Et elle retourne s’asseoir, toujours dans ce silence glaçant.

Je baisse les yeux. Il y a une boite de chocolats. Et attention, pas des chocolats péteux qu’on sait pas lesquels sont bons et lesquels sont mauvais. Non, des Ferrero Rocher ! Ça coute un bras ! Il y a également une longue feuille blanche enroulée, très légère. Je la déplie. C’est de la calligraphie.
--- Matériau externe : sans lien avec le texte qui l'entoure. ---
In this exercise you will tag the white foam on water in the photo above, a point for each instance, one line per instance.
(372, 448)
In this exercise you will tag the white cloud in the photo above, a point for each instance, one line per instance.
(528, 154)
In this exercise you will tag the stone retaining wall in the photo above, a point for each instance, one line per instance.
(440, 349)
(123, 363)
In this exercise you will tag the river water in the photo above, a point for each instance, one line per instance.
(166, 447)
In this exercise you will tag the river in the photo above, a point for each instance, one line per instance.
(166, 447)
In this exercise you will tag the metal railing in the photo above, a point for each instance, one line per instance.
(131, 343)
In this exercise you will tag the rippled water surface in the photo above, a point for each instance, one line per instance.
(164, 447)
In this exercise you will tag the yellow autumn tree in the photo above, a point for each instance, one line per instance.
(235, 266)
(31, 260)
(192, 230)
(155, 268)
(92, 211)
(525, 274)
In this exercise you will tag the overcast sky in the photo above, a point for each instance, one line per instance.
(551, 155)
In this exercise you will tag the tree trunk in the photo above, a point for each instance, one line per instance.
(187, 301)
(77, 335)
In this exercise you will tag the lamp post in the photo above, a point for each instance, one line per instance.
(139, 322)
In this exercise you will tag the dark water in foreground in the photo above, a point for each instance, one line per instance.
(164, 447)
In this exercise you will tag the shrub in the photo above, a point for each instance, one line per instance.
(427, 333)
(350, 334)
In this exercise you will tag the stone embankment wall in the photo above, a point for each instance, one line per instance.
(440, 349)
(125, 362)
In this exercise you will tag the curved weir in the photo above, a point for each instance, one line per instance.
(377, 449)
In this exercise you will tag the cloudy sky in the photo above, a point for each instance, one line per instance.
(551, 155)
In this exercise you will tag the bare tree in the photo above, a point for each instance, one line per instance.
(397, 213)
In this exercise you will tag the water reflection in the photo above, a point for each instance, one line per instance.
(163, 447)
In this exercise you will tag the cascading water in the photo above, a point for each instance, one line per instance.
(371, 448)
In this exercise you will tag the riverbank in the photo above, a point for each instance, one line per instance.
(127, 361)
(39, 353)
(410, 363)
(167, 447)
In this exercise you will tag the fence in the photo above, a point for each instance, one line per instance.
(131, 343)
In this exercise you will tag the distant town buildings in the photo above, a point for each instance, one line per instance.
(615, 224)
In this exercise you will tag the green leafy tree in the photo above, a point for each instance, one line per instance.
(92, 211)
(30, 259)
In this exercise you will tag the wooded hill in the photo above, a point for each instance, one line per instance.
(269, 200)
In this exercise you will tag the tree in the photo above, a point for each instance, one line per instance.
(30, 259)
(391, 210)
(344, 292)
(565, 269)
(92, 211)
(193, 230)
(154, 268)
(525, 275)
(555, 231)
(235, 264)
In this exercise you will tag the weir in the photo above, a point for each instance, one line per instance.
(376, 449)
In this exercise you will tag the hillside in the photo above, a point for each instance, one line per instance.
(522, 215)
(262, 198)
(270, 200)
Une des étudiantes a écrit pour moi un très vieux poème qui vante la sublime cité de Yangzhou.

 

Je garde l’air cool, style « ça m’arrive tous les matins », mais j’ai le souffle court et je sens deux torrents déferler de mes aisselles vers mon futal. Rarement je me suis senti aussi con, aussi gêné.

J’ai remercié les jeunes, et j’ai embrayé au son du tsim-boum pouet pouet ! Ils ont ri. Ce fut fini. Et je suis allé m’inscrire à un cours de yoga.

 

Depuis, comme les gens qui ont vu le poème chez moi m'ont tous dit que c'était du travail de très bonne qualité, je l'ai fait encadrer. C'est pas encore accroché : il faut que je trouve quelqu'un qui me prête une perceuse, et c'est pas gagné.

 

Novembre 2308

Ça fait quand même un mètre de haut, et ça pèse assez lourd.